Who LiveKit is for#
AI product teams building voice agents
Use LiveKit Agents when the agent must talk, listen, interrupt politely, and share state with a web or mobile client in realtime.
Skip if:
Skip if your workflow is asynchronous support chat or batch content generation.
Developers adding phone-based AI workflows
The SIP integration path makes it suitable for inbound or outbound calling experiences where the AI participant needs model tools and call audio.
Skip if:
Skip if you need a call-center suite with workforce management and reporting out of the box.
The problem it solves#
Realtime AI agents break down when the media layer, speech pipeline, model calls, and client experience all live in separate systems. Teams often start with a chat API, then discover they need WebRTC rooms, phone calls, interruption handling, and a way to route users to server-side agents.

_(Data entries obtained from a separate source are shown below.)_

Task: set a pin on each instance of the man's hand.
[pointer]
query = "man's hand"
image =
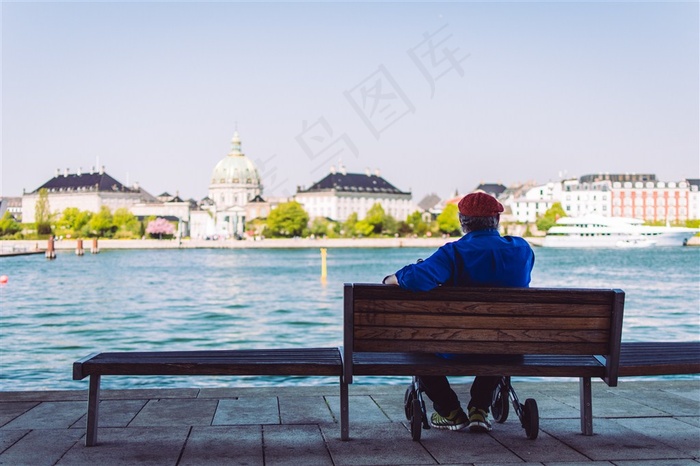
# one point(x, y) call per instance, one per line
point(390, 280)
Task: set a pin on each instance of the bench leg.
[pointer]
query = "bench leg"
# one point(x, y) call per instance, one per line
point(344, 411)
point(93, 411)
point(586, 406)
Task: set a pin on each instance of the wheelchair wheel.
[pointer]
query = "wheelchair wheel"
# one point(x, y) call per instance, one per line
point(408, 403)
point(531, 419)
point(500, 403)
point(416, 419)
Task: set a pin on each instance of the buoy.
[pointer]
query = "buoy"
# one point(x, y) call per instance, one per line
point(324, 271)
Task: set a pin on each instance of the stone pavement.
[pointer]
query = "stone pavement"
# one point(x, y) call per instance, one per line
point(637, 423)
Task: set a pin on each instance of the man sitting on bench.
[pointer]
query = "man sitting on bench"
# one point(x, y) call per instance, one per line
point(480, 258)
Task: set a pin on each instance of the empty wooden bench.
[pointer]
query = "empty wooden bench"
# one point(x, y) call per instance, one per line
point(288, 362)
point(389, 331)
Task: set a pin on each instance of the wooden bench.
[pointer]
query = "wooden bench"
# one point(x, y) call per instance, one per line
point(389, 331)
point(289, 362)
point(659, 358)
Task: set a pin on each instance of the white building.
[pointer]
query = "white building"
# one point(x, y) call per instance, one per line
point(535, 202)
point(234, 183)
point(340, 194)
point(85, 191)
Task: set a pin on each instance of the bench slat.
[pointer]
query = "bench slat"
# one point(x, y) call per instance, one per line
point(482, 347)
point(659, 358)
point(405, 364)
point(298, 361)
point(474, 322)
point(483, 308)
point(467, 336)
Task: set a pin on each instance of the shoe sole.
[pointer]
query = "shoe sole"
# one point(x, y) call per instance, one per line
point(454, 427)
point(479, 427)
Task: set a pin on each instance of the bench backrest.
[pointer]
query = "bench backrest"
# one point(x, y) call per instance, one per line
point(381, 318)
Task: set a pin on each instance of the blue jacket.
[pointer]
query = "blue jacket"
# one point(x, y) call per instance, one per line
point(479, 258)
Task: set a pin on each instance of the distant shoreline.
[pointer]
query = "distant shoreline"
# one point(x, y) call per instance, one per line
point(12, 247)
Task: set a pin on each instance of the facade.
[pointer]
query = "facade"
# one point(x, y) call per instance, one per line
point(639, 196)
point(85, 191)
point(234, 184)
point(340, 194)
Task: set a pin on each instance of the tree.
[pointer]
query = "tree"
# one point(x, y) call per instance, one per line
point(73, 220)
point(287, 220)
point(160, 227)
point(8, 225)
point(42, 213)
point(101, 222)
point(416, 224)
point(448, 220)
point(126, 223)
point(349, 225)
point(547, 221)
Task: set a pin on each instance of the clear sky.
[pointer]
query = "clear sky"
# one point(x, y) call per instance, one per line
point(437, 96)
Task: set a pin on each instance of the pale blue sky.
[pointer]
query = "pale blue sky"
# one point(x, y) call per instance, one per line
point(154, 91)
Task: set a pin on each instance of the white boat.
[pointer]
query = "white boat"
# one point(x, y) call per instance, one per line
point(596, 231)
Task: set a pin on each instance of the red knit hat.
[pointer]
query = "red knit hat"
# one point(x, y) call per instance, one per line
point(479, 205)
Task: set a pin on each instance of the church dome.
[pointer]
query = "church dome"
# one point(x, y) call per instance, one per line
point(235, 168)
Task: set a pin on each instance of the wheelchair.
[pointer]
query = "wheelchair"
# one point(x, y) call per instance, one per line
point(503, 396)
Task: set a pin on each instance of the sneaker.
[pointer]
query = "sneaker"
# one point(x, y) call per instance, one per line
point(479, 420)
point(455, 421)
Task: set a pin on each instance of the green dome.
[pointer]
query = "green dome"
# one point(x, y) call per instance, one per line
point(235, 167)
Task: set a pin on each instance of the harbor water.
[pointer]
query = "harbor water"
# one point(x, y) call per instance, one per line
point(56, 312)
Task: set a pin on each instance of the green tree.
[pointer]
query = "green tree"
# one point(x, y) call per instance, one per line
point(416, 223)
point(287, 220)
point(126, 223)
point(349, 225)
point(8, 225)
point(42, 213)
point(101, 223)
point(448, 220)
point(547, 221)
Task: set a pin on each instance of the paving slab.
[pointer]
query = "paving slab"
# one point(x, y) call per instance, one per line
point(176, 412)
point(373, 444)
point(49, 415)
point(671, 432)
point(155, 446)
point(40, 447)
point(114, 413)
point(11, 410)
point(295, 445)
point(247, 410)
point(234, 445)
point(611, 441)
point(305, 410)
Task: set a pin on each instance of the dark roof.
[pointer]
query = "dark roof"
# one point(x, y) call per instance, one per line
point(354, 182)
point(491, 188)
point(85, 182)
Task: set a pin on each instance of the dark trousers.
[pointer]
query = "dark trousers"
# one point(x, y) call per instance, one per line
point(445, 400)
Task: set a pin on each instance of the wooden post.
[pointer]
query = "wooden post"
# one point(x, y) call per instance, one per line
point(50, 249)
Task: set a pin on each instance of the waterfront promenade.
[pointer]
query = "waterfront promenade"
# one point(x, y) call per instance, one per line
point(653, 423)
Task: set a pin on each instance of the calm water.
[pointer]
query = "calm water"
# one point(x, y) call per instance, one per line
point(55, 312)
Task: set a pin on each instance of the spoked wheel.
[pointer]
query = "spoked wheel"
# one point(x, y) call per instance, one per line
point(408, 403)
point(499, 403)
point(416, 419)
point(531, 419)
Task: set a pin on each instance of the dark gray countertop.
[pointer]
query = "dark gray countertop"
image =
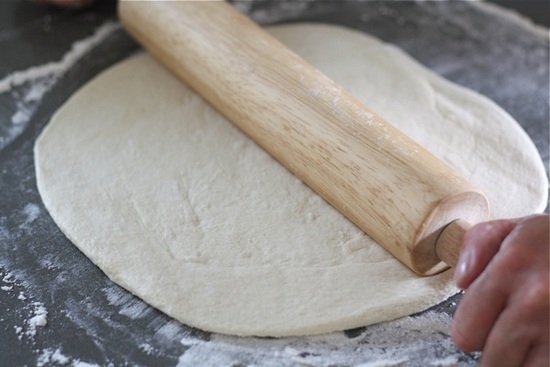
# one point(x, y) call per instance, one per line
point(89, 319)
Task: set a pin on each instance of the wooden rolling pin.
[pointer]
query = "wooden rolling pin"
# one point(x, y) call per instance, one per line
point(403, 197)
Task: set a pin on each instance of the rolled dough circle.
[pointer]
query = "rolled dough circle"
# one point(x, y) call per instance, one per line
point(180, 208)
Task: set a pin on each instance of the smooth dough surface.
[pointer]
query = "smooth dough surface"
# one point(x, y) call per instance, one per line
point(179, 207)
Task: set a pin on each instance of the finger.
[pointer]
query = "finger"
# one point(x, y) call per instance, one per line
point(477, 313)
point(508, 342)
point(480, 245)
point(538, 356)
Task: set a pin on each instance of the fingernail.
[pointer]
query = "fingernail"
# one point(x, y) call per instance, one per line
point(462, 268)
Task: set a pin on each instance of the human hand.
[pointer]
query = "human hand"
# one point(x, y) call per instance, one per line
point(69, 4)
point(505, 312)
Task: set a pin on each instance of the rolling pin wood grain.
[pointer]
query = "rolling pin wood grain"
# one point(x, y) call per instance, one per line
point(402, 196)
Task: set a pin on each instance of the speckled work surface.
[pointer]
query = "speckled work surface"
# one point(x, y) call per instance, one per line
point(57, 308)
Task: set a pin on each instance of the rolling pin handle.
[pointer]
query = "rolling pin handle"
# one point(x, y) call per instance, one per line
point(449, 242)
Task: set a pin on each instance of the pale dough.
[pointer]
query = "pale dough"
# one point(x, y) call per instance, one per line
point(177, 206)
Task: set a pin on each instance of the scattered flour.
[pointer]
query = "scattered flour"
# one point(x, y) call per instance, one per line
point(49, 357)
point(27, 87)
point(39, 319)
point(410, 341)
point(446, 362)
point(56, 68)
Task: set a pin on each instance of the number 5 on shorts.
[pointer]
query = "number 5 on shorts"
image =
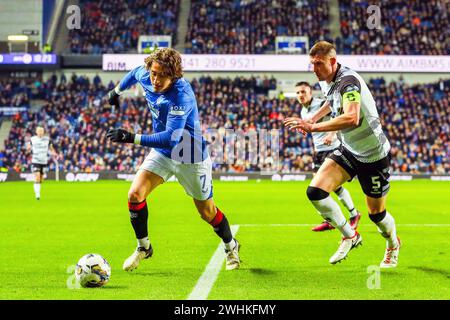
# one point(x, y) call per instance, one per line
point(376, 184)
point(203, 181)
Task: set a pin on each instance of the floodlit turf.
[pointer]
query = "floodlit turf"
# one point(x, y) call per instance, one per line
point(41, 240)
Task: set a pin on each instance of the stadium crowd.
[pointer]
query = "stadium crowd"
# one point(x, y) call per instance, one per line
point(115, 26)
point(76, 116)
point(249, 26)
point(410, 27)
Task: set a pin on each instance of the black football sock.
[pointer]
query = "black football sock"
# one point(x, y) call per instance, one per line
point(139, 217)
point(222, 227)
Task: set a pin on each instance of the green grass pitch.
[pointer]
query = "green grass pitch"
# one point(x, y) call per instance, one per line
point(282, 258)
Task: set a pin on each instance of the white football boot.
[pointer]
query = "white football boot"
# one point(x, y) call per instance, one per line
point(346, 245)
point(133, 261)
point(232, 257)
point(390, 259)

The result is a fragile stack where latency and handoff bugs damage the conversation experience.
How it solves it#
Realtime agent participants
Runs programmable server-side participants inside LiveKit rooms, so an AI agent can join a session like any other audio or video participant.
Speech and model integrations
Connects STT, LLM, TTS, realtime APIs, and turn detection plugins from one agent framework instead of a custom glue layer.
Telephony and client data support
Works with LiveKit SIP, RPC, and data APIs, which lets agents place or receive calls and exchange structured events with client apps.
Strengths and trade-offs#
Strengths
- Built for low-latency mediaThe framework sits on LiveKit WebRTC infrastructure, so voice and video interaction are first-class parts of the agent instead of an add-on to text chat.
- Apache-2.0 agent frameworkThe repository is Apache-2.0, which gives teams a permissive base for commercial agent applications and self-hosted deployments.
Trade-offs
- -Realtime systems require infrastructure disciplineVoice agents need media servers, model provider keys, job dispatch, and latency monitoring. A simple chatbot platform is easier if your product only needs text.
Install and self-host#
pip install "livekit-agents[openai,silero,deepgram,cartesia,turn-detector]"What it's built on#
- Languages
- CPython
FAQ#
Is LiveKit Agents open source?
Yes. The LiveKit Agents repository is Apache-2.0 licensed, and the README points to self-hosting the wider LiveKit stack.
Can LiveKit Agents handle voice instead of text only?
Yes. The framework is built for realtime voice and multimodal agents with STT, TTS, LLM, and turn-detection integrations.
Is LiveKit Agents a replacement for Twilio?
It can replace parts of a paid realtime media or telephony stack when you want control over the WebRTC and agent layer. Twilio may still fit teams that only want managed phone infrastructure.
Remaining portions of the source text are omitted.